Roberto Petrini per “la Repubblica”
La poltrona di Francesco Caio alle Poste traballa e fa danzare alcune delle sedie più alte delle partecipate statali in corso di rinnovo. Il manager napoletano amministratore delegato del gruppo del risparmio e dei recapiti, dopo un triennio in cui ha ristrutturato l' azienda per portarla in Borsa (3 miliardi di euro di privatizzazione, la maggiore del triennio) non avrebbe più il favore della maggioranza Pd guidata da Matteo Renzi.
I capi del partito che regge il governo gli imputerebbero la scarsa incisività nell' organizzare alcune operazioni "di sistema" a suo tempo gradite a Renzi: come la timida discesa in campo sul dossier Mps un anno fa, o il fallimento - tre mesi fa - della cordata che avrebbe dovuto tenere italiana Pioneer, la corazzata del risparmio gestito che l' ad di Unicredit Jean Pierre Mustier ha ceduto agli ex sodali francesi di Amundi proprio l' indomani della sconfitta elettorale di Renzi al referendum costituzionale.
A poco potrebbe servire il fatto che l' azionista Tesoro, che ha il 29% del capitale di Poste (un altro 35% lo ha la Cassa depositi, ma senza poteri di governance) e che ha in cantiere una seconda tranche di collocamento in Borsa, difenda il manager. Oltre all' insoddisfazione per le operazioni mancate, settori del Pd imputano infatti a Caio alcuni cambi della prima linea aziendale.
Il Tesoro diffonderà le liste sui nuovi nomi per i vertici di Eni, Enel, Leonardo, Poste, Enav, già venerdì, o al massimo lunedì 20 (data ultima per l' assemblea dell' Eni). Qualche giorno in più prenderà la Cassa depositi, che a fine marzo riunirà il cda per dare i nomi sulla controllata Terna. Ma è proprio tra oggi e giovedì che la partita si dovrebbe chiudere, con il confronto tra Tesoro, Quirinale e Palazzo Chigi, oltre che con l'"azionista politico".
Caio, ex di Olivetti, Merloni, C&W, Avio, in queste ore difende il suo operato con i numeri, convinto di avere rispettato il mandato che il governo Renzi gli affidò nel 2014: portare sul mercato l' azienda mantenendone l' impronta sociale, senza smantellarne la presenza nei piccoli comuni e con un rendimento complessivo superiore al comparto, e un margine operativo lordo cresciuto di circa un terzo in tre anni.
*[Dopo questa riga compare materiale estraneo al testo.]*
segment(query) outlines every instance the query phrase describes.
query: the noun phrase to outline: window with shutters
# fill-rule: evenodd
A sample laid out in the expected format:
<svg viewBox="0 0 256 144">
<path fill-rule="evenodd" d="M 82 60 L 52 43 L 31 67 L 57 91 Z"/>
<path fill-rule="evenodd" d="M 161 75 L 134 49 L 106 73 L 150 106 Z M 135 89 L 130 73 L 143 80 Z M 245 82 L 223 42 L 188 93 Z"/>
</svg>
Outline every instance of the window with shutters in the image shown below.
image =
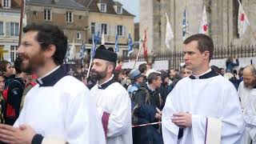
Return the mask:
<svg viewBox="0 0 256 144">
<path fill-rule="evenodd" d="M 117 13 L 118 14 L 122 14 L 122 6 L 118 6 L 118 7 L 117 7 Z"/>
<path fill-rule="evenodd" d="M 10 0 L 2 0 L 2 6 L 3 8 L 10 8 Z"/>
<path fill-rule="evenodd" d="M 46 21 L 51 20 L 51 10 L 50 9 L 45 9 L 43 11 L 43 19 Z"/>
<path fill-rule="evenodd" d="M 77 33 L 77 39 L 81 39 L 81 33 Z"/>
<path fill-rule="evenodd" d="M 3 34 L 3 22 L 0 22 L 0 35 Z"/>
<path fill-rule="evenodd" d="M 73 13 L 71 11 L 67 11 L 66 13 L 66 22 L 73 22 Z"/>
<path fill-rule="evenodd" d="M 10 35 L 18 36 L 18 23 L 10 22 Z"/>
<path fill-rule="evenodd" d="M 123 28 L 122 26 L 118 26 L 118 35 L 122 35 L 122 33 L 123 33 L 122 28 Z"/>
<path fill-rule="evenodd" d="M 90 34 L 95 34 L 95 22 L 90 22 Z"/>
<path fill-rule="evenodd" d="M 4 50 L 4 45 L 0 45 L 0 50 Z M 0 60 L 3 60 L 3 53 L 0 54 Z"/>
<path fill-rule="evenodd" d="M 38 12 L 37 11 L 33 11 L 33 15 L 38 15 Z"/>
<path fill-rule="evenodd" d="M 102 34 L 107 34 L 107 24 L 102 23 Z"/>
<path fill-rule="evenodd" d="M 127 58 L 127 55 L 128 55 L 128 50 L 122 50 L 122 57 Z"/>
<path fill-rule="evenodd" d="M 18 57 L 18 46 L 10 46 L 10 61 L 13 62 Z"/>
<path fill-rule="evenodd" d="M 101 12 L 106 12 L 106 3 L 101 3 Z"/>
</svg>

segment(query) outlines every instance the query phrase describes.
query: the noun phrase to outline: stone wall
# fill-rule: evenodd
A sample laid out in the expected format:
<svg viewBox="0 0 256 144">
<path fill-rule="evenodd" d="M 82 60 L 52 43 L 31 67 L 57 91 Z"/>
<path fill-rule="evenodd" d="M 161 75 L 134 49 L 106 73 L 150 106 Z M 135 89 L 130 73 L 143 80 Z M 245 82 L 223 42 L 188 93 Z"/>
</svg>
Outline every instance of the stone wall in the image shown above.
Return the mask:
<svg viewBox="0 0 256 144">
<path fill-rule="evenodd" d="M 148 47 L 153 51 L 165 50 L 166 23 L 167 13 L 174 38 L 170 42 L 174 50 L 182 47 L 182 13 L 186 8 L 190 34 L 198 32 L 203 5 L 206 5 L 209 25 L 209 35 L 216 46 L 226 47 L 230 45 L 255 44 L 252 31 L 256 33 L 256 1 L 242 0 L 242 4 L 250 22 L 246 34 L 238 38 L 237 21 L 238 0 L 140 0 L 140 37 L 146 28 Z M 256 37 L 256 35 L 255 35 Z"/>
</svg>

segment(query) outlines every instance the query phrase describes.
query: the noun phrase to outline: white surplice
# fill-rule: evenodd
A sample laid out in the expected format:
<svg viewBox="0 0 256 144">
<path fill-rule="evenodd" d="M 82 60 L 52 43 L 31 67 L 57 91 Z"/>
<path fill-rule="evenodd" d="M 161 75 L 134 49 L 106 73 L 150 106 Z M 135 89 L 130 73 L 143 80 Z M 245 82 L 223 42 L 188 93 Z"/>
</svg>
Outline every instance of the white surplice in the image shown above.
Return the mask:
<svg viewBox="0 0 256 144">
<path fill-rule="evenodd" d="M 252 89 L 243 111 L 246 131 L 256 144 L 256 88 Z"/>
<path fill-rule="evenodd" d="M 250 92 L 252 90 L 253 88 L 246 87 L 243 81 L 240 82 L 238 93 L 242 110 L 244 110 L 246 106 L 249 104 L 247 101 L 250 100 Z M 244 134 L 244 138 L 245 144 L 250 144 L 251 138 L 247 130 L 246 130 Z"/>
<path fill-rule="evenodd" d="M 96 102 L 83 83 L 65 76 L 53 86 L 34 86 L 14 126 L 31 126 L 45 138 L 70 144 L 105 144 Z"/>
<path fill-rule="evenodd" d="M 178 140 L 179 127 L 171 122 L 174 114 L 192 114 L 192 127 L 185 128 Z M 237 91 L 233 84 L 218 75 L 205 79 L 185 78 L 167 96 L 162 110 L 164 142 L 203 144 L 206 118 L 222 122 L 222 144 L 242 144 L 244 122 Z"/>
<path fill-rule="evenodd" d="M 104 89 L 98 86 L 94 86 L 90 94 L 96 99 L 99 115 L 102 117 L 103 112 L 110 114 L 106 143 L 132 144 L 131 104 L 128 92 L 118 82 Z"/>
<path fill-rule="evenodd" d="M 250 93 L 251 92 L 252 88 L 247 88 L 245 86 L 243 81 L 240 82 L 239 87 L 238 90 L 238 97 L 241 101 L 241 106 L 243 110 L 246 107 L 246 104 L 247 103 L 247 100 L 250 99 Z"/>
</svg>

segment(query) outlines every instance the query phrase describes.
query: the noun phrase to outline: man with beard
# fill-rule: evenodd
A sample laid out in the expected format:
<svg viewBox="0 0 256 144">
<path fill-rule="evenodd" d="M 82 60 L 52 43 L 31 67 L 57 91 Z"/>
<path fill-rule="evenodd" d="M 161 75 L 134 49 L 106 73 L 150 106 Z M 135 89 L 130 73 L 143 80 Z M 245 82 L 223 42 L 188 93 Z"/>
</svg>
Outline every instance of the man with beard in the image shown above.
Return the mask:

Ma per ottenere il rinnovo questi elementi potrebbero non bastare. Per questo i consulenti del Tesoro (Korn Ferry, Spencer Stuart, Eric Salmon) squadernano in queste ore decisive i nomi di altri dirigenti candidabili al suo posto. Il primo della lista è Matteo Del Fante, ad di Terna in scadenza, apprezzato in tutti gli ambienti del governo e che per anni si era occupato di Poste da direttore generale della Cdp. Un' alternativa potrebbe essere Domenico Arcuri, oggi a Invitalia.
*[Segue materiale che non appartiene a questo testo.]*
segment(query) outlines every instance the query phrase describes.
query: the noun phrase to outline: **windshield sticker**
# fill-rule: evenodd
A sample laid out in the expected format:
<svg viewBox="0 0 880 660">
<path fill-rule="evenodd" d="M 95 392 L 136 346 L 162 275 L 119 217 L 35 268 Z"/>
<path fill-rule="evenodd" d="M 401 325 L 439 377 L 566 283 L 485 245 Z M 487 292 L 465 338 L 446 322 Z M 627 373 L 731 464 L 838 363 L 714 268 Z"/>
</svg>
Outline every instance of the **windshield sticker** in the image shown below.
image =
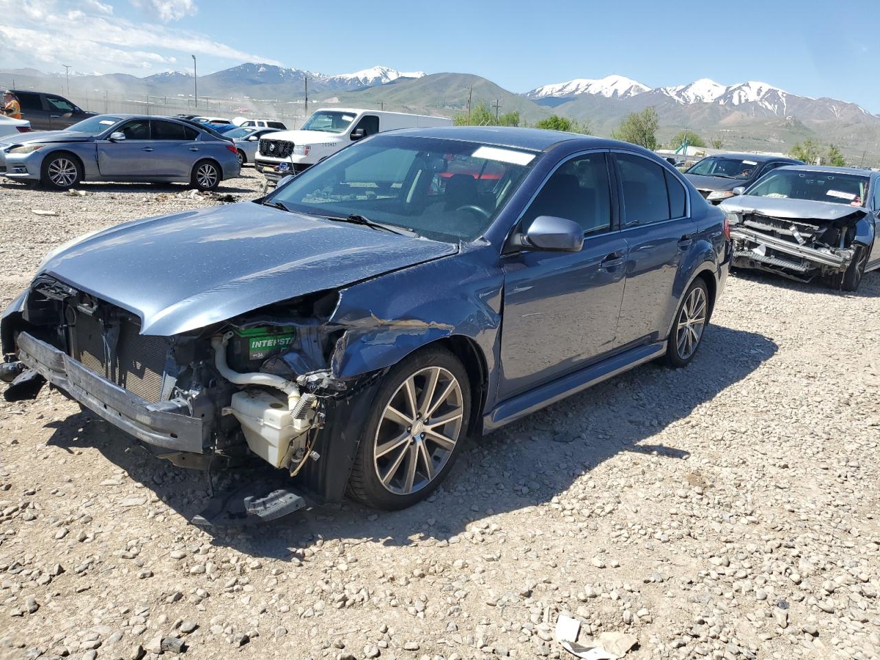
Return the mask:
<svg viewBox="0 0 880 660">
<path fill-rule="evenodd" d="M 853 193 L 842 193 L 840 190 L 829 190 L 825 194 L 831 197 L 837 197 L 838 199 L 847 200 L 847 202 L 852 202 L 855 199 L 855 195 Z"/>
<path fill-rule="evenodd" d="M 502 163 L 510 163 L 512 165 L 528 165 L 535 155 L 532 153 L 523 153 L 522 151 L 513 151 L 510 149 L 498 149 L 496 147 L 480 147 L 471 154 L 474 158 L 486 158 L 487 160 L 497 160 Z"/>
</svg>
L' altra casella da sistemare riguarda Leonardo, dove il Tesoro vorrebbe sostituire l' ad Mauro Moretti in seguito alla sua condanna in primo grado a sette anni per l' incidente ferroviario di Viareggio del 2009 (ai tempi il dirigente guidava le Fs). Qui i nomi del ricambio sono Fabrizio Giulianini - esperto dei sistemi di difesa e favorito - oltre all' ex Finmeccanica Maurizio Tucci e ad Andrea Biraghi, manager di sistemi informatici e di sicurezza.
Il clima sembra rasserenato sui due colossi dell' energia a maggioranza pubblica. Dell' ad Francesco Starace appare certa la conferma all' Enel. Sull' ad dell' Eni Claudio Descalzi le nubi di natura giudiziaria sembrano diradate: tra cinque settimane si deciderà la sua richiesta di rinvio a giudizio per corruzione internazionale per accuse di tangenti da 1,1 miliardi in Nigeria, ma il 13 aprile dovrebbe essere confermato per il secondo mandato, anche grazie alla ristrutturazione che ha messo in campo per fronteggiare il dimezzamento dei prezzi del greggio. Nessun problema per Roberta Neri, che ha condotto in Borsa l' Enav e che avrebbe pronta la riconferma alla guida dell' ente dei controllori di volo.